Chinese economic growth in the second quarter cooled to 7.6 percent from a year earlier, its slowest pace in more than three years, but still way ahead of the United States and the euro zone, which has likely fallen back into recession.
For Nomura's chief China economist, Zhang Zhiwei, the PMI provided further evidence that a slowdown in China's economy bottomed out in the second quarter of 2012.
"This suggests the effect of policy easing is being transmitted to the economy and reinforces our view that growth has bottomed in Q2," Hong Kong-based Zhang said.
Markit's Eurozone Composite PMI, which combines the services and manufacturing sectors and is seen as a good guide to overall growth, held steady at 46.4.
A reading below 50 indicates contraction in the sector, and the euro zone composite index has been below that mark for half a year. Data collator Markit said it suggests a quarterly GDP fall of 0.6 percent.
The euro zone economy shrank 0.3 percent in the second quarter, and another quarter of contraction would tip it into its second recession since 2009.
Unlike China, forward-looking indicators in the surveys painted a gloomy picture. The business expectations index fell to a level previously seen when the bloc was last in recession.

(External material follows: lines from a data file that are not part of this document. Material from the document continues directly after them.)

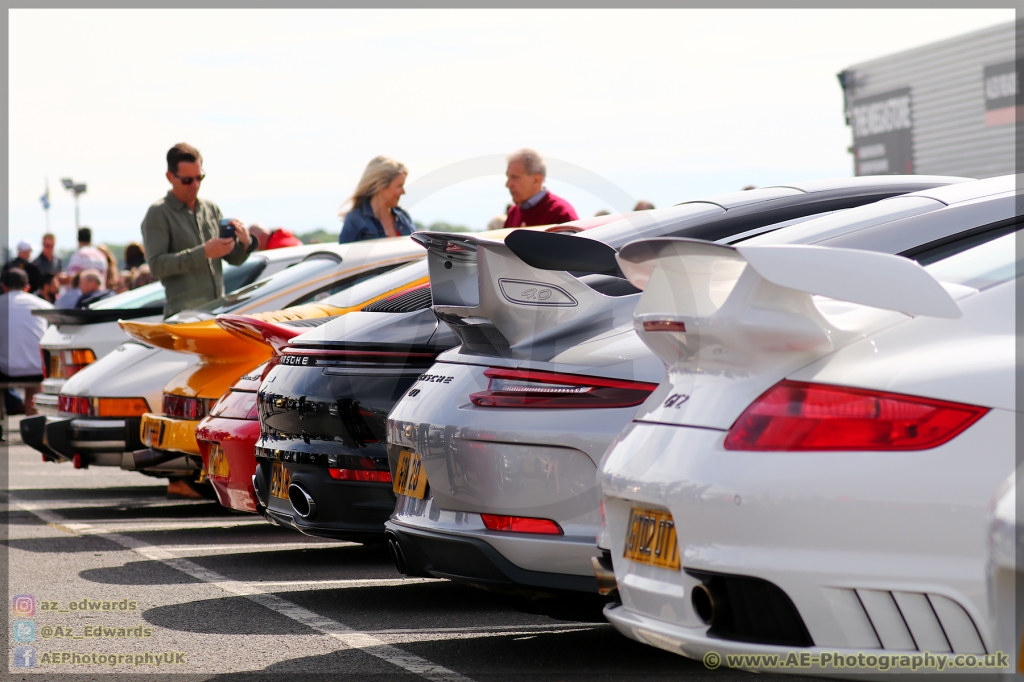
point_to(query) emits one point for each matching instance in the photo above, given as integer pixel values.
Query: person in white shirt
(90, 288)
(19, 357)
(87, 257)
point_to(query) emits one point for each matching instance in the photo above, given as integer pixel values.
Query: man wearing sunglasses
(181, 235)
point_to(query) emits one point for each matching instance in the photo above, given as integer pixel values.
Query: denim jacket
(360, 223)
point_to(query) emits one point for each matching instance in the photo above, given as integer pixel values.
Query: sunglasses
(188, 179)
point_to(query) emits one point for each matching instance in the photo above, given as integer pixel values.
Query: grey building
(950, 108)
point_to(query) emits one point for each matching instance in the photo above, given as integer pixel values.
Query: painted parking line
(104, 527)
(350, 637)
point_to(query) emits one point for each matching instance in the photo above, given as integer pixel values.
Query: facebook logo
(25, 656)
(25, 631)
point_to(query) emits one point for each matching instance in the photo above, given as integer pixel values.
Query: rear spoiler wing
(499, 304)
(739, 305)
(262, 333)
(89, 316)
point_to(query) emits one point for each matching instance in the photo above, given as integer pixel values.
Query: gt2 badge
(535, 293)
(297, 359)
(676, 400)
(436, 378)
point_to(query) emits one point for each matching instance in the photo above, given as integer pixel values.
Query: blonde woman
(375, 213)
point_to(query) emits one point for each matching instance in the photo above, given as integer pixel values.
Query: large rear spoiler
(739, 306)
(500, 305)
(89, 316)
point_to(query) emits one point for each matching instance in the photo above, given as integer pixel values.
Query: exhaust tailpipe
(396, 553)
(605, 576)
(302, 502)
(705, 603)
(259, 494)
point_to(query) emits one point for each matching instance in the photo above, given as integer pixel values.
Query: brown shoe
(180, 489)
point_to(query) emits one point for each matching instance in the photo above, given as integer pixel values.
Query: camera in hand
(226, 228)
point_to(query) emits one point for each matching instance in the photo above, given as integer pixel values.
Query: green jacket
(173, 237)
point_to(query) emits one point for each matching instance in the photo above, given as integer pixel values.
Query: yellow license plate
(650, 538)
(153, 432)
(218, 462)
(280, 480)
(411, 479)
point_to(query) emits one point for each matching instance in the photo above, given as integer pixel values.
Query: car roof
(908, 222)
(727, 215)
(964, 192)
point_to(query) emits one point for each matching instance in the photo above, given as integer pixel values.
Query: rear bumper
(473, 561)
(162, 432)
(237, 438)
(34, 434)
(99, 441)
(345, 510)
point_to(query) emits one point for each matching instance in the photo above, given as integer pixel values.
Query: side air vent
(408, 301)
(481, 339)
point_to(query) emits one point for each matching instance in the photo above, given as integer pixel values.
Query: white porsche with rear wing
(813, 475)
(508, 429)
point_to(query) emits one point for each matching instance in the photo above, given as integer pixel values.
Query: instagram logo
(25, 604)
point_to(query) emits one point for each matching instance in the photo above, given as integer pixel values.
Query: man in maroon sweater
(534, 204)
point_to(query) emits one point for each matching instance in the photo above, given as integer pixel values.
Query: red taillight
(525, 388)
(664, 326)
(66, 364)
(520, 524)
(75, 405)
(360, 475)
(360, 469)
(797, 416)
(236, 405)
(178, 407)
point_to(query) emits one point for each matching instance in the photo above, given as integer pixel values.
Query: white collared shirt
(19, 355)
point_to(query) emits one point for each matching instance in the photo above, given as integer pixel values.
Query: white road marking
(375, 582)
(505, 630)
(200, 550)
(102, 527)
(350, 637)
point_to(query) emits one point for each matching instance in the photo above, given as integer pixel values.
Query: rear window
(237, 276)
(851, 220)
(980, 267)
(145, 296)
(153, 294)
(374, 287)
(294, 274)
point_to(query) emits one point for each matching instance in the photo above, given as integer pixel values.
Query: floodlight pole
(76, 189)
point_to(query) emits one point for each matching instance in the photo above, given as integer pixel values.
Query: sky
(288, 107)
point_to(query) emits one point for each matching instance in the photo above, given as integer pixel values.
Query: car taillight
(360, 469)
(237, 405)
(360, 475)
(520, 524)
(665, 326)
(797, 416)
(66, 364)
(77, 405)
(179, 407)
(526, 388)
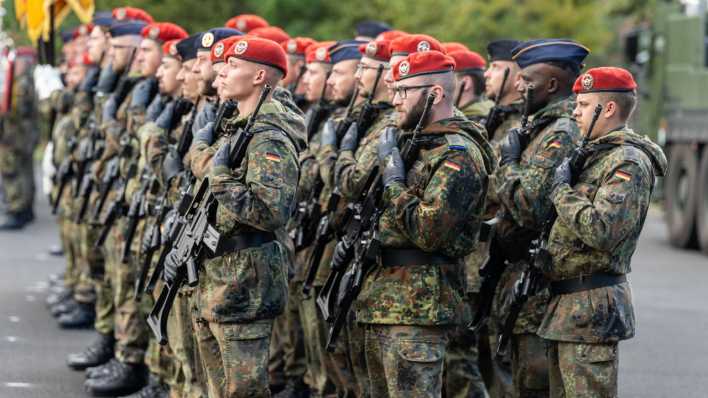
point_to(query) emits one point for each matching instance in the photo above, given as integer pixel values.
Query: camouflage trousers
(405, 361)
(234, 357)
(579, 370)
(17, 172)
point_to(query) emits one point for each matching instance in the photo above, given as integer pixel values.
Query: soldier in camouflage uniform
(528, 157)
(19, 134)
(243, 286)
(432, 214)
(601, 196)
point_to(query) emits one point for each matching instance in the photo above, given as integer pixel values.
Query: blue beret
(103, 18)
(500, 50)
(214, 35)
(371, 28)
(538, 51)
(345, 50)
(127, 28)
(187, 48)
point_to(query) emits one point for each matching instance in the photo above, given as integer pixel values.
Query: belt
(238, 242)
(584, 283)
(403, 257)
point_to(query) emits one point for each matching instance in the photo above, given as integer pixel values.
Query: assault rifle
(344, 284)
(196, 233)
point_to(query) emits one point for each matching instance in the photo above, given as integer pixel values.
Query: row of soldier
(246, 214)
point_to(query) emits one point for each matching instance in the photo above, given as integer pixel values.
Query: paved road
(666, 359)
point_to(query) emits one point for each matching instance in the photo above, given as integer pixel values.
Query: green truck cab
(669, 58)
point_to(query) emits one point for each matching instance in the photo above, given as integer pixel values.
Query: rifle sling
(586, 282)
(407, 257)
(238, 242)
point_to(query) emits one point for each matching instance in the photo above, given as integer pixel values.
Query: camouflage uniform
(598, 225)
(439, 212)
(524, 194)
(240, 293)
(18, 137)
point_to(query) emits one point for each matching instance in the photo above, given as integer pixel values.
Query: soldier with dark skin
(528, 158)
(601, 196)
(432, 212)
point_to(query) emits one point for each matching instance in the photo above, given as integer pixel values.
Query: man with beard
(243, 286)
(431, 217)
(528, 157)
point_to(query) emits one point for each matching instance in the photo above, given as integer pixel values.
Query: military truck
(669, 57)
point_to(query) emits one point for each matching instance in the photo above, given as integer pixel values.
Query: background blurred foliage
(473, 22)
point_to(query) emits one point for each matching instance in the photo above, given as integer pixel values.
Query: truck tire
(702, 202)
(681, 194)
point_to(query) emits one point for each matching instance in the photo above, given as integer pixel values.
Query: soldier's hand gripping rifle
(197, 233)
(364, 241)
(531, 278)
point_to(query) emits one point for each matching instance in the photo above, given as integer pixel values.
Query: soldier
(432, 206)
(18, 138)
(601, 196)
(528, 155)
(243, 286)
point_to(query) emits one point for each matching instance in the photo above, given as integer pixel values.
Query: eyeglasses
(402, 91)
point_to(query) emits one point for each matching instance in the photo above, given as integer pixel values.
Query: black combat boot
(123, 379)
(81, 317)
(97, 353)
(154, 389)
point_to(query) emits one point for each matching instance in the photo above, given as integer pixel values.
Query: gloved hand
(387, 142)
(143, 93)
(155, 108)
(221, 158)
(169, 271)
(512, 147)
(329, 134)
(164, 121)
(205, 134)
(562, 175)
(342, 255)
(394, 170)
(206, 115)
(351, 138)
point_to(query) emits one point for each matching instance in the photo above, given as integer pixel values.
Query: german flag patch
(623, 175)
(452, 165)
(273, 157)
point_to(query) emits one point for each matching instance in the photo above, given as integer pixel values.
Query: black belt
(403, 257)
(238, 242)
(584, 283)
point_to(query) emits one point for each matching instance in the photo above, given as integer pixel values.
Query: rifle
(491, 123)
(64, 174)
(531, 278)
(196, 232)
(363, 238)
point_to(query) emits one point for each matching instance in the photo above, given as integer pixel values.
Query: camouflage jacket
(598, 225)
(257, 195)
(438, 211)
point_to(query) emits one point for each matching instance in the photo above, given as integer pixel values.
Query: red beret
(390, 35)
(297, 45)
(454, 46)
(259, 50)
(169, 49)
(319, 52)
(219, 49)
(163, 31)
(132, 13)
(605, 79)
(410, 44)
(271, 33)
(466, 60)
(246, 22)
(423, 63)
(379, 50)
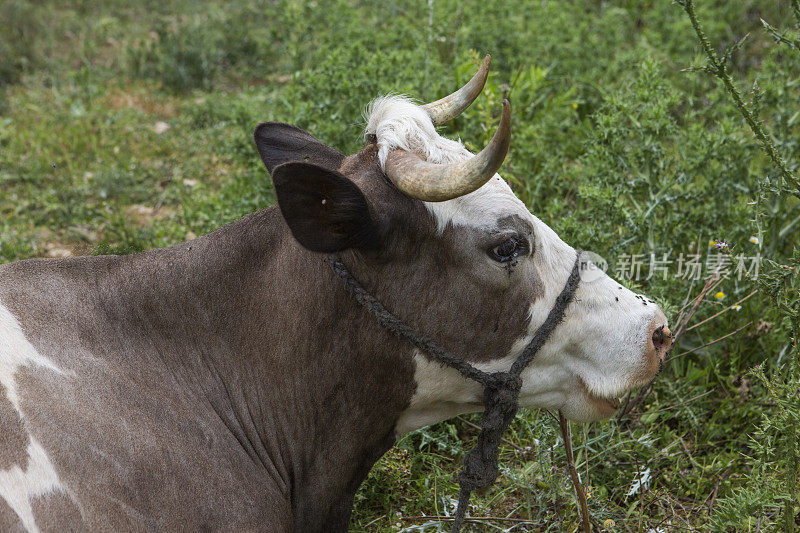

Companies also cut their workforce at the fastest pace since the beginning of 2010, w hich some said risked extending a vicious circle in which slow growth breeds job cuts which breeds still slower growth.
"When you have all of the fiscal austerity measures ... why would you want to be hiring at this moment? The question is whether or not this is going to be a permanent state," said Sian Fenner at Lloyds Banking Group.
In the United states, new orders for exports fell for a second straight month, the first back-to-back decline in nearly three years, Markit said, as recession in Europe dented demand for U.S. products.
Economists worry that the broader U.S. economy, which grew at a 1.9 percent rate in the first quarter, has since lost momentum. A poll of 74 economists polled by Reuters expects April-to-June growth to have slowed to a 1.5 percent pace.
As a result, Wall Street expects another round of monetary easing from the Federal Reserve. The median forecast in a July poll of 16 primary dealers showed a 70 percent chance the Fed would do more to boost the economy.
Earlier this month the European Central Bank cut its main refinancing rate to a record low 0.75 percent and the deposit rate to zero, and a Reuters poll of economists showed the ECB will likely do more to stimulate the economy, possibly by offering more cheap loans for banks.